Los bloqueos duraron casi siete semanas. Según datos oficiales, dejaron al menos 14 fallecidos. Algunos murieron por imposibilidad de recibir atención médica oportuna. El conflicto provocó además desabastecimiento de alimentos, combustibles e insumos esenciales.
Las protestas recibieron apoyo de sectores vinculados a Evo Morales y de la Central Obrera Boliviana, según la fuente. El gobierno de Rodrigo Paz declaró un estado de excepción por 90 días.
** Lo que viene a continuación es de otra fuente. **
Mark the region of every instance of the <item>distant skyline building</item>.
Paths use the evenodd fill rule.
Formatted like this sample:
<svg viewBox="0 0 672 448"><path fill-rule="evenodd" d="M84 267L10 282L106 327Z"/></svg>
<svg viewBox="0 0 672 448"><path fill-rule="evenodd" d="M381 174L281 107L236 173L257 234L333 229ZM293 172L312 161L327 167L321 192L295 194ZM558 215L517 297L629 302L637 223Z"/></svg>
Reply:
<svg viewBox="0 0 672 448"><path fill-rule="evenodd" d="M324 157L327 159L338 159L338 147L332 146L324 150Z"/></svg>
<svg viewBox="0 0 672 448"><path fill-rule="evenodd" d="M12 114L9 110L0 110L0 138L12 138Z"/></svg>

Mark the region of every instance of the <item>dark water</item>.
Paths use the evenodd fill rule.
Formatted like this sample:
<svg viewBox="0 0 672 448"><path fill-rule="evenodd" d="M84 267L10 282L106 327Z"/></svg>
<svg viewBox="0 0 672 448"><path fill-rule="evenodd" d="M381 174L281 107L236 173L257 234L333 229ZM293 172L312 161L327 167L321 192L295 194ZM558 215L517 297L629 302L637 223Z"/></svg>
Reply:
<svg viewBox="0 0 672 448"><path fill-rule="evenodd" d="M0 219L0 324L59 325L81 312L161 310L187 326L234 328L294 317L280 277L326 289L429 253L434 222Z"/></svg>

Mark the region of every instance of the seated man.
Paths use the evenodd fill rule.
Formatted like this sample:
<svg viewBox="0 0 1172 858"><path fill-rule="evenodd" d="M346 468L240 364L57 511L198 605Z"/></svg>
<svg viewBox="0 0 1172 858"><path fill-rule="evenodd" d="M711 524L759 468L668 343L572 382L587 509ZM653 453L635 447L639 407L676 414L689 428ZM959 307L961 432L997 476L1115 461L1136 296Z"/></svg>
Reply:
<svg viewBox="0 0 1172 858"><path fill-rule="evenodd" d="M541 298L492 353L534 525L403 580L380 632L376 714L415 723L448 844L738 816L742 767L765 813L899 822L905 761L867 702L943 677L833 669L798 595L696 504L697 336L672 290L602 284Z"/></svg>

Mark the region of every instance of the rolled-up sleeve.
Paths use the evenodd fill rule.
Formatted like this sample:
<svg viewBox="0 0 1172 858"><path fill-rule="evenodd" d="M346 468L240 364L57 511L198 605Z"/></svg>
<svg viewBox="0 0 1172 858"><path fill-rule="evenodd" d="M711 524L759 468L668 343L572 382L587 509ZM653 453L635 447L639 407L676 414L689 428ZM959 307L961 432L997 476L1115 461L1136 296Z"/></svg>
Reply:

Logró acuerdos con dirigentes de la COB para levantar los piquetes.
El ministro de Gobierno, Marco Antonio Oviedo, aseguró que las pesquisas continuarán. «Todos los que tienen que rendir cuentas a la justicia tienen que estar sin excepción alguna», declaró según el documento.
Confirmado. La detención preventiva de Salazar representa el primer resultado judicial concreto tras el episodio de mayor tensión política y social que registra Bolivia en años recientes.
Desde la línea de Pulso Global: los bloqueos prolongados no son protesta; son coerción económica organizada. El costo lo pagaron ciudadanos comunes, enfermos sin acceso a hospitales y empresas sin insumos. Que la justicia actúe —sin distinción de sigla sindical— es la condición mínima del estado de derecho. La señal del gobierno de Paz es necesaria. Su solidez se medirá en las semanas siguientes.